Tuesday, November 16, 2010

 

Ny Time Op-Ed on how to curb meth use

The proposed answer to the country's meth problem? Just keep a key ingredient, pseudoephedrine, out of the hands of meth producers. I have to admit, it is a decent article, although some of the statistics feel fast and loose. That said, surely there would be some preventative effect in creating a prescription requirement for pseudoephedrine. Additionally, I understand that this op-ed was limited in its scope. However, what we really need are better jobs in middle America (or jobs at all) and treatment and counseling facilities, not to mention drug prevention programs that teach children the actual dangers of these harmful narcotics.

If there is no other way to earn an income in Kentucky, people will find a way to make and sell meth.
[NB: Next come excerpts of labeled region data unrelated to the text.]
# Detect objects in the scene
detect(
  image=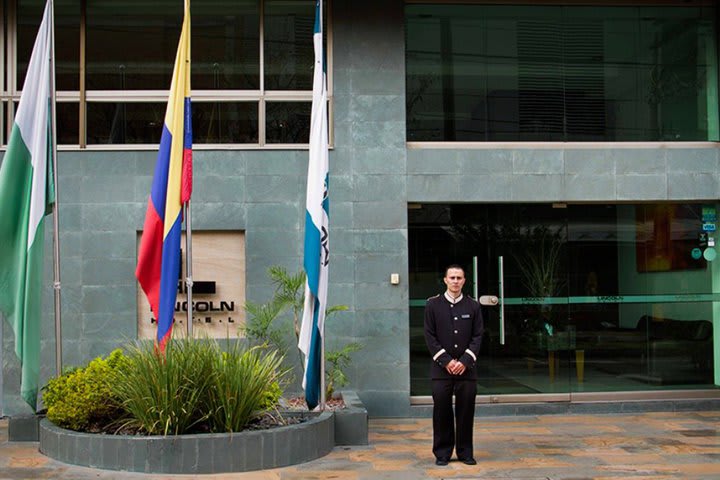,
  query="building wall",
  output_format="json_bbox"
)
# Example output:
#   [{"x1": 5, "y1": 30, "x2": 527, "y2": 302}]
[{"x1": 2, "y1": 0, "x2": 720, "y2": 416}]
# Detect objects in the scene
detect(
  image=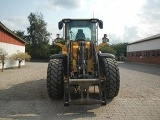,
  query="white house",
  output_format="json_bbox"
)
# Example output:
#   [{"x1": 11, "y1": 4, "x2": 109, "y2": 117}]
[
  {"x1": 127, "y1": 34, "x2": 160, "y2": 64},
  {"x1": 0, "y1": 22, "x2": 26, "y2": 69}
]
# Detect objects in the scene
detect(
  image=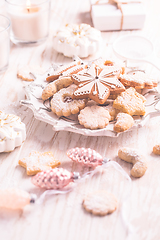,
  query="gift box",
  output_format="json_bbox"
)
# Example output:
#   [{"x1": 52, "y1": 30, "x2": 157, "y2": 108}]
[{"x1": 91, "y1": 0, "x2": 146, "y2": 31}]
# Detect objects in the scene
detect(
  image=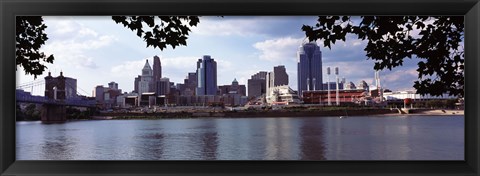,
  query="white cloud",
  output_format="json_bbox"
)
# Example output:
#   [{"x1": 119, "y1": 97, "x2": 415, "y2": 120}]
[
  {"x1": 41, "y1": 17, "x2": 117, "y2": 69},
  {"x1": 253, "y1": 37, "x2": 303, "y2": 62},
  {"x1": 192, "y1": 17, "x2": 259, "y2": 36}
]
They have to. To allege otherwise is to argue that people will opt for poverty and destitution in the face of a profitable, if not harmful and illegal, alternative.

Additionally, to tamper recidivism and relapse rates, we need better counseling and a stronger emphasis on problem-solving courts, as opposed to throwing people into the criminal justice system. If a court is either unable or unwilling to order a perpetrator to receive counseling, spend part of his or her sentence in a halfway house, and address the sort of underlying psychological problems that are so prevalent in our criminal populations, we won't see a dramatic decrease in our crime rates.

Last, there needs to be an open dialogue about drug use that begins in the schools. The danger of using scare tactics with children is that, once those scare tactics are exposed, the message and the messenger lose legitimacy. When I was a kid, my class listened to several speakers between first and twelfth grade. It was a lot of talk about addicts living on the street, peer pressure, gateway drugs, and accidentally overdosing on your first usage. There was never a word mentioned about the dangers of alcohol. As we now know, this message was more than misleading, it was largely incorrect. We can't lie to kids about some drugs and expect them to believe us about others. Curbing meth use may mean accepting that kids experiment with drugs in college or that many high school and college kids know more about prescription pill abuse than you might expect. Then again, we could just keep doing what we're doing, right?